Actuellement, en droit français, fouiller un téléphone est une opération juridiquement encadrée, assimilée à une perquisition. Pour accéder aux données, le consentement du détenteur du téléphone est généralement requis, notamment en ce qui concerne la fourniture du code de déverrouillage. En l’absence de consentement, seule une autorisation délivrée par un juge indépendant peut permettre cette fouille, sauf en cas de flagrance. Dans une enquête en flagrance, la fouille est en effet autorisée sans accord préalable du suspect. Toutefois, refuser de transmettre son code de déverrouillage est une infraction, à condition que les forces de l’ordre prouvent que ce code est indispensable à l’accès aux données.
Les règles
La Cour de justice de l’Union européenne (CJUE), dans un arrêt du 4 octobre 2024, a renforcé ce cadre juridique. Elle exige que toute fouille de téléphone se justifie par un « intérêt général », et que soit démontré un lien clair entre le contenu du téléphone et une infraction pénale. Elle insiste aussi sur la nécessité d’un contrôle par une autorité judiciaire véritablement indépendante, excluant de ce rôle le procureur de la République, jugé non suffisamment autonome. Le principe de proportionnalité doit également être respecté.
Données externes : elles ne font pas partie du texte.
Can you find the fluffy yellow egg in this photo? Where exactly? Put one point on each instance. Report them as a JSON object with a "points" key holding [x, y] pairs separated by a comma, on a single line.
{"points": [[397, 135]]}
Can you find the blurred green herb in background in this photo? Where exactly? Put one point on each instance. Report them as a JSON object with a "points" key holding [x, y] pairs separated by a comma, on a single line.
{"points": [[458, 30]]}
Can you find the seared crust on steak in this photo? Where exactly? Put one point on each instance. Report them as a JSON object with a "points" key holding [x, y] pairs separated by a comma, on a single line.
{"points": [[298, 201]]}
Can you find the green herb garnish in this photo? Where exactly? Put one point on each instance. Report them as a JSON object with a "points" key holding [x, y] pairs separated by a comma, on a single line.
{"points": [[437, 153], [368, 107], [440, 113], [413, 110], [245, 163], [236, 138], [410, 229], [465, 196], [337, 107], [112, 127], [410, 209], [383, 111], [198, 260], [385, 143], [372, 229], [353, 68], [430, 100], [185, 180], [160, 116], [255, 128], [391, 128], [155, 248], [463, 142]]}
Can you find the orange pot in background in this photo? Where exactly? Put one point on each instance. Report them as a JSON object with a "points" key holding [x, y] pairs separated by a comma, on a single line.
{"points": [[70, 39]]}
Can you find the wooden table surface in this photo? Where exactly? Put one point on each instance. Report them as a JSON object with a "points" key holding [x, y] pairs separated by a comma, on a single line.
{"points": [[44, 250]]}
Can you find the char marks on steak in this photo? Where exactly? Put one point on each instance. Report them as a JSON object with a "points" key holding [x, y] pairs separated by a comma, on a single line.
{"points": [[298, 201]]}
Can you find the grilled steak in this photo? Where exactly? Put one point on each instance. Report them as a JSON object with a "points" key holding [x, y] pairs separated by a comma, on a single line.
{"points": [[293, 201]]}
Les informations extraites des téléphones peuvent inclure la géolocalisation, les photos, vidéos, messages ou historiques de navigation. Toutefois, certaines données dites sensibles — liées à l’origine ethnique, aux convictions politiques ou religieuses — restent protégées et ne peuvent être exploitées.
L’objectif du ministre
Dans la vision de Bruno Retailleau, cette fouille numérique permettrait d’identifier les origines géographiques des personnes en situation irrégulière et de remonter les filières de l’immigration clandestine. Néanmoins, des garde-fous doivent être maintenus, notamment pour protéger les professions sensibles comme les avocats ou parlementaires, et pour garantir que seules les données strictement nécessaires à l’enquête soient exploitées, comme le rappelle la CNIL.
En somme, la proposition de Retailleau remet en lumière la tension entre sécurité publique, respect de la vie privée et protection des droits fondamentaux.